A new workspace model is gaining traction as a cost-effective, efficient solution to employee ennui.
Activity-based work is a hot new trend with staying power. By providing flexible workspace designs that enable workers to choose workstations for various tasks, activity-based work environments are creating more agile workforces and giving employees more control over their daily activities. In fact, according to one source, 98% of highly satisfied employees work at an organization where they are free to move around during the day.
In an activity-based environment, workers don’t have specific workstations and can choose one that best meets their needs for certain tasks. For instance, nurses could choose quiet spaces for phone conversations with physicians where accurate note-taking requires them to be free from distractions and noise.
Activity-based work may not be the answer for every employee or organization. However, it is growing in popularity. In one study, nearly 70% of individuals claimed that an activity-based workspace increases productivity; and two-thirds said it makes their work more stimulating. Among other benefits of activity-based work:
- It decreases sedentary time and increases physical activity.
- It encourages interaction and teamwork between employees at all levels.
- Research suggests that by positively impacting mental, physical, and social wellbeing, it saves money on healthcare-related costs and absenteeisms.
- Shared spaces enable companies to save money on equipment such as desks, desktop computers, and phones.
Of course, this trend is not without some drawbacks. For instance, activity-based workspaces require some planning and coordination. Employees will need to be able to book certain workstations on a first-come, first-served basis; and you will need to decide when one person’s needs might outweigh another’s.
However, if activity-based work is appealing for your organization, take some steps to help ensure its success:
- Do your research. Find out what other organizations have done.

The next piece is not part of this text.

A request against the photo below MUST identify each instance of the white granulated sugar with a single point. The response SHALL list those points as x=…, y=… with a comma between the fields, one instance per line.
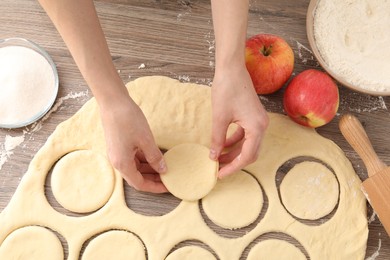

What challenges did they face? Did they experience any unexpected costs? In retrospect, what would they do differently?
- Consider hiring a consultant. A workspace design specialist can help you determine what features are most appropriate for your company. Spending money upfront for this could prevent some extra expenses and headaches later.
- Get organizational buy-in. Involve everyone who will be affected in planning and decision-making. Conduct some surveys, and consider putting together a committee with broad representation from all departments, levels, and disciplines.
- Think before you act. Of course, you don’t want to make a change for change sake. Take the time to weigh the pros and cons. Will it enable/encourage your teams to be more productive? Will it help you attract more and/or better workers? Will you lose any employees if you make this change? Will any savings later on make the initial investment worthwhile?
Exploring the possibility of activity-based workspace enables everyone to think about what they want and need to do their jobs and promote the organization’s mission and culture. Even if you don’t move forward with this change, discussions about it can be enlightening and informative.